The aim was to bring together teams from the private sector and academia with experience in data science and artificial intelligence to create higher accuracy predictions of power available using SCADA data and state of the art machine learning approaches. Teams were provided with six months of data for a Scottish Power onshore windfarm of 16 turbines (37 MW) and given 36 hours to build and test models before being given the evaluation data. Achieving the highest accuracy out of all the teams (0.55 Mean Absolute Error), Future Energy Associates (FEA) were delighted to win the competition and take home the £10,000 prize.
Early research identified the location of the site and subsequently the technical specifications of the turbines (including the manufacturer, generation capacities and power curves), as well as geodata for the site. With limited SCADA data available (wind speed, generator speed, blade angle) additional measures of apparent power and wind direction were generated to add to the models. From the irregularly sampled SCADA data we sought to keep the highest resolution possible - analysis of frequency suggested a 10 second resampling rate would retain the most information whilst avoiding the need for too much interpolation.
Figure 1: Modelled wind direction for sample period.
After exploratory analysis of the data, a combined bottom-up (turbine level) and a top-down (site level) approach was tested. The site level approach explored autoregressive moving average models (ARIMAX) and random forest algorithm based on site level SCADA data and apparent power, whilst the bottom-up approach tested neural networks, gaussian processes and gradient boosted random forests. In order to speed up the data processing an additional curtailment classifier was created using kernel density estimation, this was then added as a feature into the site level model.
Figure 2: Theoretical power versus apparent power for predicted full (yellow), partial (red) and non-curtailment (blue) periods.

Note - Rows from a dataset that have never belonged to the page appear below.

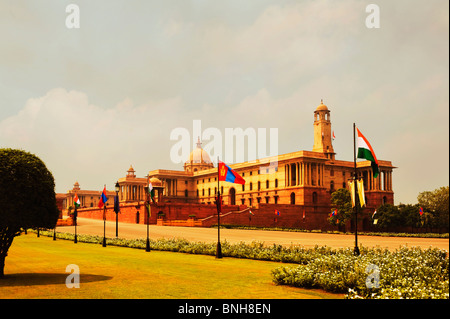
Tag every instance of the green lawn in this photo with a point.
(35, 268)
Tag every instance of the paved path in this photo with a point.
(133, 231)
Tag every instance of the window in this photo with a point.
(314, 198)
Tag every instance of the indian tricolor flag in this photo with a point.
(76, 201)
(365, 151)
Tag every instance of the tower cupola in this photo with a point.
(322, 131)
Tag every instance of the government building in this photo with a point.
(298, 185)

With many of the entrants employing similar classes of machine learning models, particularly neural networks and random forests, there are some more subtle differences in the FEA approach that gave our improved accuracy. Firstly, with only 30 minutes allowed to evaluate the final models, a key element of the approach was having a robust pipeline to clean and process the data to produce final predictions. Using a higher resolution of sampling in this process was likely a strong contributor to the success of the models as they had greater training data. The use of additional features is also likely to have improved the FEA model, particularly apparent power and the curtailment classifier which acted as a check on the other model input. We also developed a proxy for wind direction which was novel and attracted the attention of the judging panel.